Il secondo film è sempre un problema. E’ un appuntamento per chi lo aspetta, oltre che per chi lo produce, e per chi spera sempre in un prosieguo dell’opera prima. Questo è ciò che è avvenuto con Il mattino ha l’oro in bocca, seconda fatica di Francesco Patierno. Questo film è molto diverso dal primo, Pater Familias, ma non per questo è un film brutto o non riuscito, come hanno scritto in molti.
E’ la storia personale di Marco Baldini, o meglio del personaggio Marco Baldini, un uomo che incontra il mondo del gioco e contemporaneamente ascende alla carriera di speaker radiofonico. La sua è una personalità doppia, capace di incappare in strozzini portatori di pericolosissimi debiti e di lavorare in radio con Fiorello per far ridere mezzo paese. Questo è il personaggio sdoppiato che hanno raccontato Patierno e insieme a lui Elio Germano, straordinario nel cogliere la “pazzia” e, se vogliamo, la spregiudicatezza di un personaggio come Baldini: il suo coraggio raggiunge il limite dell’incoscienza, i paradossi cui il gioco spinge. La regia è al servizio di questa storia e non molla mai il ritmo, riuscendo a farci affezionare a ogni personaggio, anche negativo o fuori di testa, come lo strozzino Umberto Orsini, e a tenere insieme un manipolo di personaggi a dir poco strampalati, senza esitare a scendere fino in fondo… il fondo che prima o poi arriva nella vita di chi gioca, di chi si dichiara malato di gioco e che ammette di non poter guarire, ma solo di astenersi.

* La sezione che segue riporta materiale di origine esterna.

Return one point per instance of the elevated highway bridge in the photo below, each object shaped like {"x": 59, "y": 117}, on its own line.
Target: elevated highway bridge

Il mattino ha l’oro in bocca è un film riuscito nella rappresentazione del circo della vita, perchè se sei malato di gioco, questa diventa ancora più estrema e ti fa dimenticare anche la pietà per te stesso. Si giunge così a una scena precisa nel taglio, nelle inquadrature e nella metrica recitativa, all’unico segno di cedimento umano e sentimentale del Baldini giocatore, in cui il protagonista è costretto a guardare in faccia il problema mentre suo padre gli offre i sacrifici di una vita trasformati in un assegno che lo aiuterà a uscire dai debiti. La ruota del circo si ferma, non c’è più spazio per ridere, c’è il bambino cresciuto che si rende conto del punto a cui è arrivato con la sua malattia. Per chi volesse vedere come può essere rappresentata la pietà, questo è un esempio. Per chi va al cinema a guardare un film, ne Il mattino ha l’oro in bocca c’è un bel racconto, per chi vuole andare a vedere Francesco Patierno che fa il secondo film non c’è racconto. Mi spiego meglio: nel leggere le recensioni su questo film (per lo più su internet) sembrava che tutti andassero a vedere il suo secondo film avendone leggiucchiato su trama e contenuti. E come sempre avviene rispetto alle aspettative, ecco che si incappa nelle delusioni… eh sì… succede anche nelle migliori famiglie! Ma la mia sensazione di spettatrice cui è piaciuto Pater Familias è quella di aver letto recensioni di gente che voleva vedere qualcosa di ben preciso. Spesso credo che alcuni critici farebbero meglio a mettersi dietro la macchina da presa e girare una volta per tutte quel film della loro vita che non riescono a vedere nei film degli altri. Qualche esempio. Primo: si è scritto che doveva essere un film sugli anni ’80 e che invece gli anni ’80 non c’erano… ma chi l’ha detto? Ma quando mai solo perché un film è ambientato in un`epoca deve mostrare a 360 gradi quel periodo? La prima deduzione è che si avesse voglia di vedere un film sugli anni ’80. Secondo: si è detto che Patierno non è riuscito a raccontare il mondo della radio. Dunque in un film non ci si può soffermare sul mestiere del protagonista, in questo caso Marco Baldini e il suo ambiente lavorativo? C’è bisogno della musica, della radio a gogò? Senza aggiungere che quello che contava era l’ascesa di Baldini in un mondo esclusivo e ricco, fatto per pochi insomma. E invece no! Bisognava parlare più della radio: vorrà dire che c’è nostalgia anche di un film sulla radio.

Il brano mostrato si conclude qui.